Well, blog number 7 “Going Home” http://bit.ly/Rf54ZP provoked a storm of debate on Eye on Spain www.eyeonspain.com where the different views of many ex-pats and extranjeros, part-time and full-time in Spain, weighed in with their fascinating perspectives on what defines “home”. Blog number 10 “Returning to Spain” http://bit.ly/QuE6yA described the impact watching the Olympics had on my perception of Britishness. Then, in Blog number 15 http://bit.ly/Pk42xx I wrote a bit about my mother and her extraordinary background of rootlessness, which may well have led to my ability to be “at home” pretty much anywhere.
Since then, and inspired by some of the comments on Eye on Spain, I have continued to listen in on conversations about “home” and to think about how people use the word. A fascinating conversation in a bar with a British couple who live six months in Cape Town and six months in Spain, led to a view that “Home is where you are”. But we then rapidly recognised that this cannot be the case for people trapped by circumstances such as work – or lack of it – in a place they don’t particularly want to be. Young people unable to move out of their parents’ house due to lack of work, a single mum stuck in a poorly-paid job away from family support, or ex-pats in Spain wanting to return to the UK but trapped by the property slump in Spain and by UK prices which are still higher than whatever they’ll get if they can sell their Spanish home.
So the sentiment seemed right, but with the significant caveat that “Home is where you are” works only for people who have choices over where they are. Carole and Rob have not kept a base in the UK, and spend April to October in Spain and November to March in Cape Town. They are clear – both those places are home, and for them the UK is not home, but merely their homeland.
Comments on Eye on Spain ranged from disgruntled ex-pats who wanted to return “home” to the UK but didn’t have a physical home there to go to, to contented ex-pats who have made their permanent home in Spain and have no desire to return to the UK. And a good smattering of every possible position in between! Louise suggested it is important to keep a base in the UK when moving to Spain. Sound advice, but not an option for everyone.
On such a small sample as those who commented on the Eye on Spain blog it is impossible to draw any statistically significant conclusions. But it seems fair to say that when first moving to a new country, it is sensible (if at all possible) to keep a base in the homeland, in case “living the dream” turns out to be just a fantasy once the August heat or the January freeze hits new residents who had only visited in the balmy months of May and September before. Not surprisingly, those who had learned the language to a reasonable level before taking the plunge also seemed more relaxed, and less angry about “Spanish bureaucracy” (a big bugbear on the Eye on Spain forums). One discussion on the forums focused on the question of how someone can really have all the information they need to function in another country if they don’t have the language to pick up the obvious and less obvious sources of information.

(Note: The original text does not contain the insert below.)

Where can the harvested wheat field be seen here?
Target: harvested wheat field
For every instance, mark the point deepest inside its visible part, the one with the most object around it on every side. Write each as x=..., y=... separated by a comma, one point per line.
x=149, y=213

It occurred to me that in the UK I have an automatic or instinctive understanding of when things are going well, or badly, for most of society or for an identified part of it. So during the Olympics there was an almost universal assumption that everyone on the train or in the supermarket queue had seen Mo Farah win the 5,000 metre race, and that everyone was delighted. When there is a very late, heavy cold snap there is an almost universal assumption that this will be bad for some harvest or other, and this can be brought up safely as a topic of sympathetic conversation at the farmers’ market. Do we have the equivalent understanding in our adopted country?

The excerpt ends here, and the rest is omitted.